Soirée courts métrages
María Hermosillo Silva
Dans la programmation des courts métrages de cette année, une ligne claire s’est peu à peu dessinée : celle de la perte, du départ, sous ses diverses formes.
Que raconte le cinéma de ces multiples “départs” ?
Nous commençons avec Cœur bleu de Samuel Suffren, où la question se pose : quel est le poids pour ceux qui restent ? Le poids dans l’attente d’un appel, d’une visite, d’un signe de celui qui est parti. Entre symbolisme et images oniriques, Samuel nous transporte à travers des sensations empreintes de nostalgie. Et au milieu de ces images, une affirmation : « Un jour, le soleil brillera sur Haïti ».
Astronauta suit le quotidien d’un bûcheron, Audelie, et dénonce, à travers une relation père-fille, le sexisme banalisé dans la société. Une tentative de préserver l’innocence et les rêves d’enfant face à la dureté de la jungle, analogie de la société.
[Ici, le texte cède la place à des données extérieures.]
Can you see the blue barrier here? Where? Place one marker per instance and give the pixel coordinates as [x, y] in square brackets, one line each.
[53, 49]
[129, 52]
Como si la tierra se las hubiera tragado nous confronte, de manière crue et profondément réaliste, malgré son format animée, à la situation de nombreuses femmes au Mexique et en Amérique latine : celles que l’on appelle les « disparues », mais qui sont réellement des victimes du féminicide. Une violence perpétuée par un système patriarcal et par l’État qui était censé les protéger.
Avec Samba infinito, nous poursuivons l’exploration de la perte à travers la mémoire, avec ce mot portugais qui décrit si justement le vide laissé par un départ : saudade. Par la poésie, à travers la ville comme un outil de narration et la mise en scène comme terrain de jeu, ce film évoque une émotion qui dépasse le manque : s’accrocher à la beauté, à la mémoire, à la présence persistante de ce qui n’est plus.
Servicio necrológico para usted nous offre un moment de respiration, en nous faisant découvrir le métier de deux thanatopracteurs, qui racontent leur quotidien avec légèreté et humour, malgré le tabou qui nous habite tous : la mort.
Agua fría nous transporte dans l’expérience de la perte du point de vue des enfants : la perte d’une amitié, le départ de quelqu’un qui a dû quitter le pays. Grandir dans la fragmentation que laisse la migration, et apprendre à faire face à l’adversité avec imagination et résilience.
Enfin, Toda la vida para siempre nous place du côté de celles et ceux qui partent, ceux qui tentent de construire une vie meilleure, pour eux-mêmes et pour leurs familles, clôturant ce programme comme il a commencé : à travers les rêves.
Nous vous invitons ainsi à partir avec nous pendant 107 minutes, à la découverte des histoires que ces cinéastes viennent nous raconter.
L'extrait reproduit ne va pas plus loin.